World Agroforestry
- Abbreviation: ICRAF
- Formation: 1978
- Type: INGO
- Headquarters: Nairobi, Kenya
- Region served: Worldwide
- Official language: English
- Director General: Éliane Ubalijoro
- Website: www.worldagroforestry.org

= World Agroforestry Centre =

International organization

World Agroforestry (a brand name used by the International Centre for Research in Agroforestry, ICRAF) is an international institute headquartered in Nairobi, Kenya, and founded in 1978 as "International Council for Research in Agroforestry". The centre specializes in the sustainable management, protection and regulation of tropical rainforest and natural reserves. It is one of 15 agricultural research centres which makes up the global network known as the CGIAR.

== Description ==

The centre conducts research in agroforestry, in partnership with national agricultural research systems with a view to developing more sustainable and productive land use.
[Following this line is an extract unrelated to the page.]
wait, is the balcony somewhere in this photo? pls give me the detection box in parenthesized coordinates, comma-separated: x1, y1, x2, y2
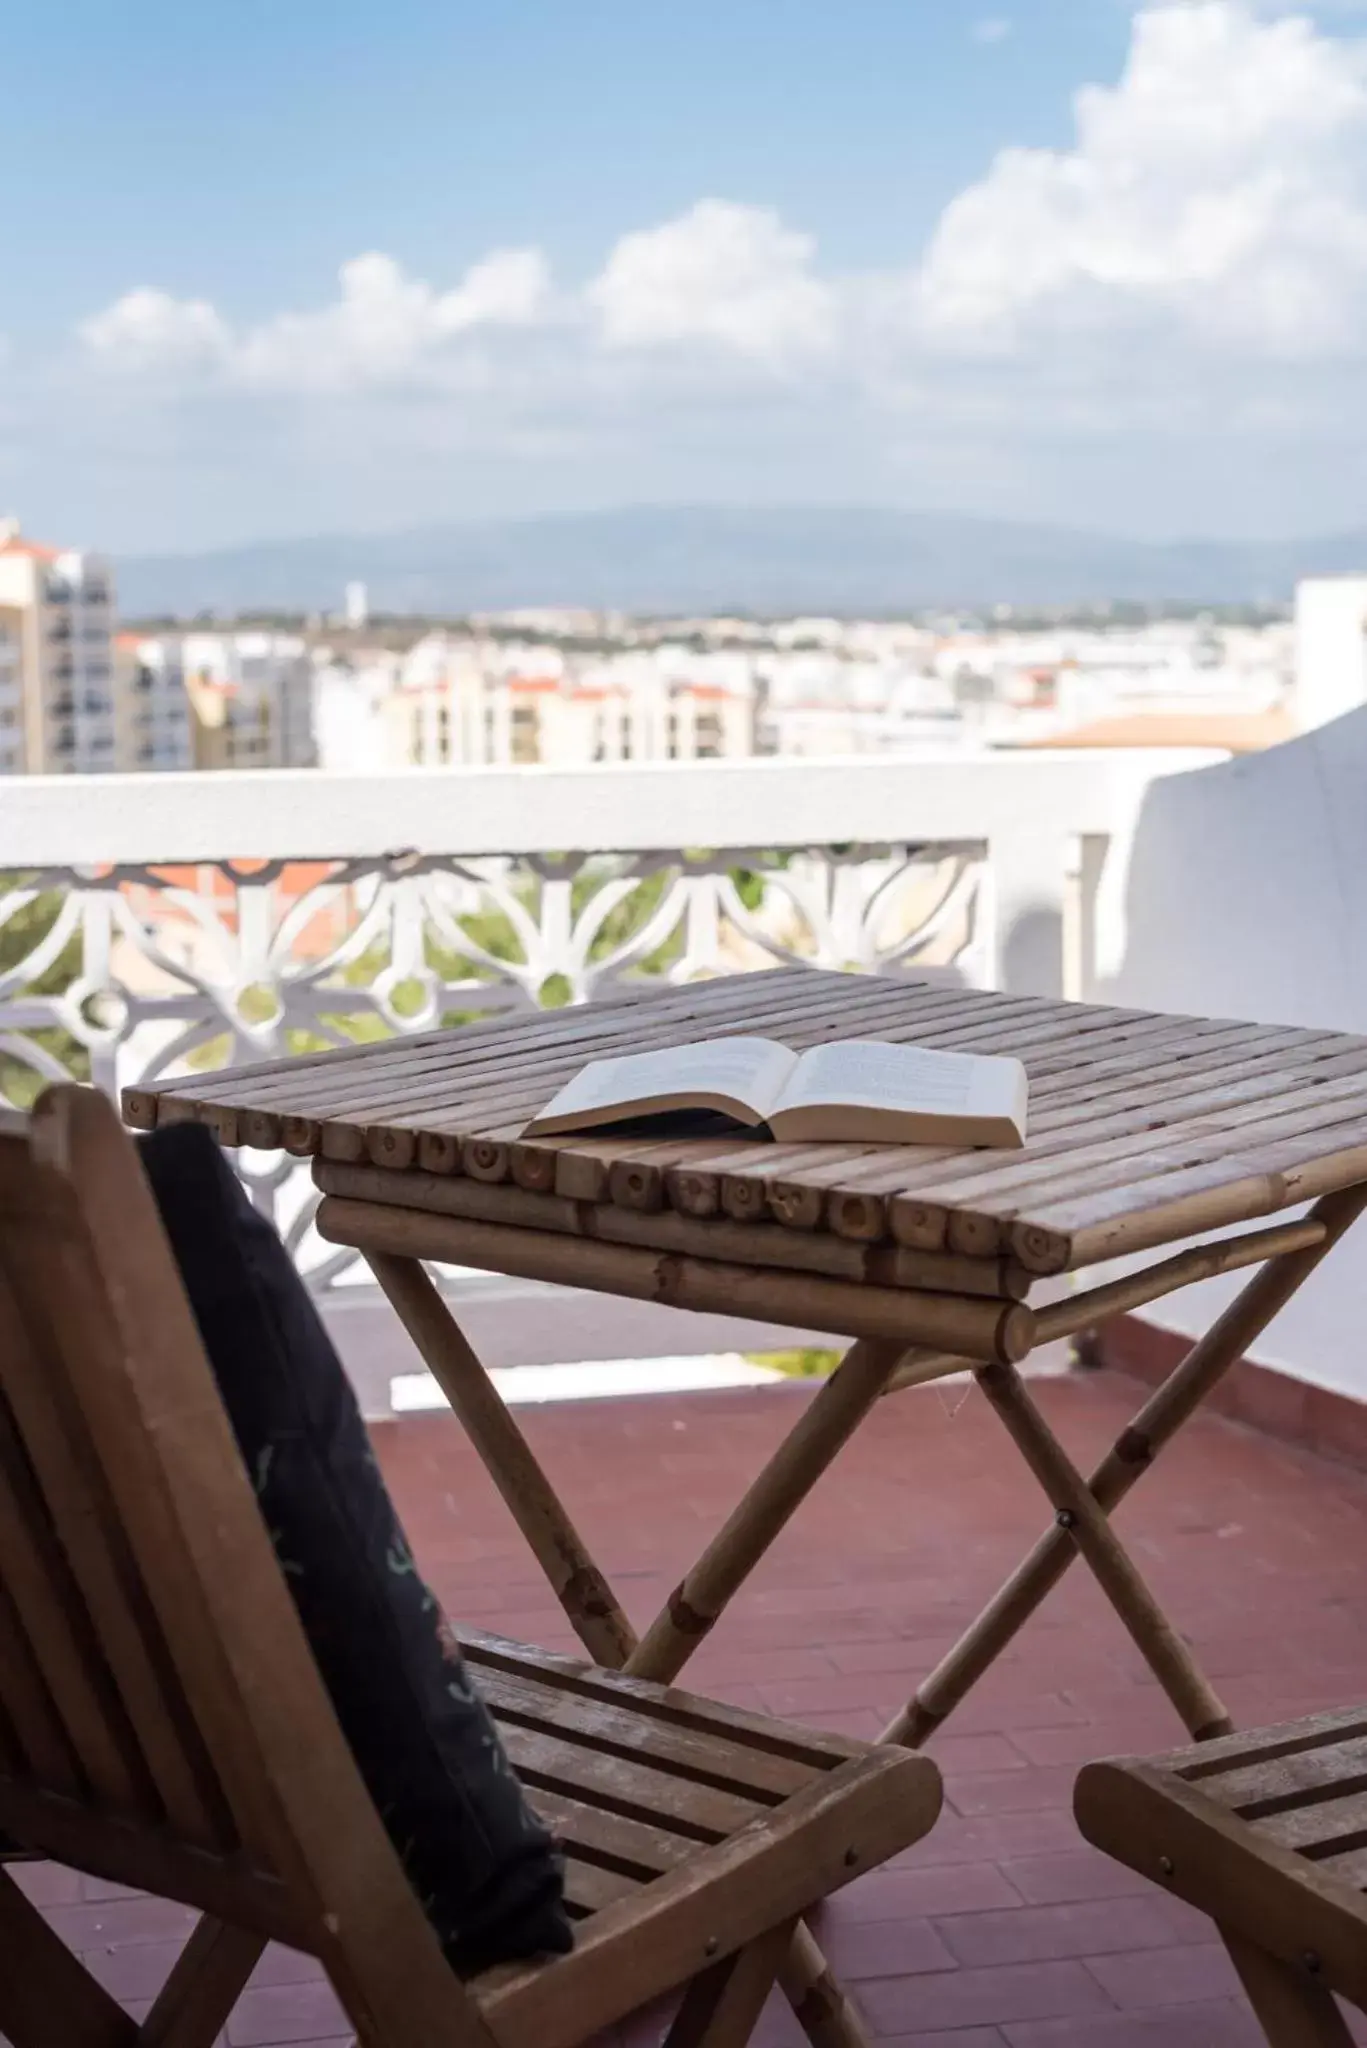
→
(4, 735, 1365, 1400)
(3, 736, 1367, 2043)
The focus of its research is countries/regions in the developing world, particular in the tropics of Central and South America, Southeast Asia, South Asia, West Africa, Eastern Africa and parts of central Africa.
In 2002, the centre acquired the World Agroforestry Centre brand name, although International Centre for Research in Agroforestry remains its legal name and it continues to use the acronym ICRAF.

In 2017, ICRAF released a study at the UN Climate Change Conference that centers on agroforestry and the emission of carbons from deforestation.